Augustin Sokolovski, Doctor of Theology, Priest
On the last day of the first month of autumn, the Church commemorates the martyrs Vera, Hope, Love, and their mother Sophia. The three daughters are also called in Latin Fides, Spes and Caritas.
Tradition has preserved many similar accounts of the witness of the suffering of the martyrs Sophia, Faith, Hope and Love. Similar accounts of Christian martyrs - mothers and daughters - bearing these names were/are preserved in different cities and countries. At the same time, the belief of the first generations of Christians called for witnessing to faith in Christ even unto death, regardless of gender, age, intelligence, and background.
One such account tells us that Faith, Hope and Love and their mother Sophia were Roman Christians who lived in first-century Rome.

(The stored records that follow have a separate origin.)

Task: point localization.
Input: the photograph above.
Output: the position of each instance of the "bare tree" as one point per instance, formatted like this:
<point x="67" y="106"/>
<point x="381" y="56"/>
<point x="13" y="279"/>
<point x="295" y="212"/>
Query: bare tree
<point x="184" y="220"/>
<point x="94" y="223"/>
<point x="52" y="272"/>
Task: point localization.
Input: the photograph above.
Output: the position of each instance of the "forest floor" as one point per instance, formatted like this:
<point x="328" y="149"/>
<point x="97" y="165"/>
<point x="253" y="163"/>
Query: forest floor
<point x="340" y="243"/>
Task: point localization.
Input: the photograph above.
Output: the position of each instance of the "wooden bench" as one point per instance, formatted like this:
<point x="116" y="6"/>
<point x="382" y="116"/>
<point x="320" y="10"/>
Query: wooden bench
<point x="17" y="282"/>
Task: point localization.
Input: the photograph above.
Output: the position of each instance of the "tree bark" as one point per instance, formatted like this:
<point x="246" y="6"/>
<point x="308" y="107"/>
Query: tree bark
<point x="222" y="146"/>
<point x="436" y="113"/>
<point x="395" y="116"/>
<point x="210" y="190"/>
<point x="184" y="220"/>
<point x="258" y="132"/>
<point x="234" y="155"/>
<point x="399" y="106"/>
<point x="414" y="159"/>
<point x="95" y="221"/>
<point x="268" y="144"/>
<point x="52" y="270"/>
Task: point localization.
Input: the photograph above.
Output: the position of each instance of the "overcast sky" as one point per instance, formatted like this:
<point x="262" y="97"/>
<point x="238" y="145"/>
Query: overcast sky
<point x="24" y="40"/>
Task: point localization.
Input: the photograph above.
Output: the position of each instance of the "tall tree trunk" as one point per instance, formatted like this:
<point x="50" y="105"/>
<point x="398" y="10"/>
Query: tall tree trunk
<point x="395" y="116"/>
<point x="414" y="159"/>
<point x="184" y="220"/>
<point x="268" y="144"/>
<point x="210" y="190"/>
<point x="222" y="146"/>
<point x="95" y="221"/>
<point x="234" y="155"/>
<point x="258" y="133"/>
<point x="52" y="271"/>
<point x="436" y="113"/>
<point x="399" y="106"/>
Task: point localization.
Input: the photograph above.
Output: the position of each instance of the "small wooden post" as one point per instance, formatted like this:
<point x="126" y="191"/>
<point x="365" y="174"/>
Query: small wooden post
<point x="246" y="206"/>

According to the Life, they themselves had rushed to suffer for Christ in the witness of faith. They did it despite the canonical rules, which recommended to Christian to hide themselves in times of persecutions. Poetically speaking, the four martyrs hurried to Heaven. For Christianity means that life is not here.
Thus, in the case of three sisters, the memory of the Church has preserved not only their names, but also the inimitable detail of their voluntary testimony for Christ.
More recent information from the time of the Roman Bishop Gregory the Great (+604) indicates that Sophia was a widow from Milan. After giving away her possessions there, she moved to Rome. Her daughters were the first to suffer for Christ. Mother Sophia buried them on the Appian Way and died of grief three days later. 'Is not the day of the Lord darkness but light? it is darkness, and there is no radiance in it' (Amos 5:20).
Perhaps one of the most amazing paradoxes of human language is the limited number of names. The constant desire of every human being for his own uniqueness always, or almost always, corresponds to the repetitiveness of names. After all, even the rarest names are repeated, and those unique, new, creatively invented names that parents sometimes call their children so that they can thus distinguish themselves particularly, are often too 'ordinary'. In fact, each name is the antipode of a homonym. For behind it, repetitive, multiple, found in many and so different people, there is always a single, unique, genuine, individual person.
If we continue with this logic, each person, indeed all of humanity, is a homonym in relation to one another. A paradoxical, tragic, singular, and unrepeatable homonym that God Himself intended. Unrepeatability as the definition of the image of God. Inimitable and indestructible as man himself.
The names Faith, Hope, Love correspond to the names of Christian theological virtues. Sophia in Greek means wisdom, that is, human and philosophical wisdom, and at the same time it points to the Divine Wisdom - Christ.
The Church of the Lord Jesus is the Society of people who believe in Christ. It is the Community of Christ, and essentially the fellowship of names sanctified in the Name of the Lord Jesus. Some of the names, like Faith, Hope and Love, owe their origin to Christianity, others to human and divine virtue, like Sophia.
In Baptism one does not simply acquire a name, but also brings his own name, given by his parents, into the great Communion of Names. These are the names of all those who henceforth participate in the Communion of Saints, who from now and forever, having been joined to the prayerful intercession of the inexhaustible Ocean of Saints, is now granted the gift of interceding for others. For holiness is the gift of intercession; it is the boldness, or better, the audacity, to call by name Him, without Whose name 'it is impossible for human being to be saved' (cf. Acts 4:12).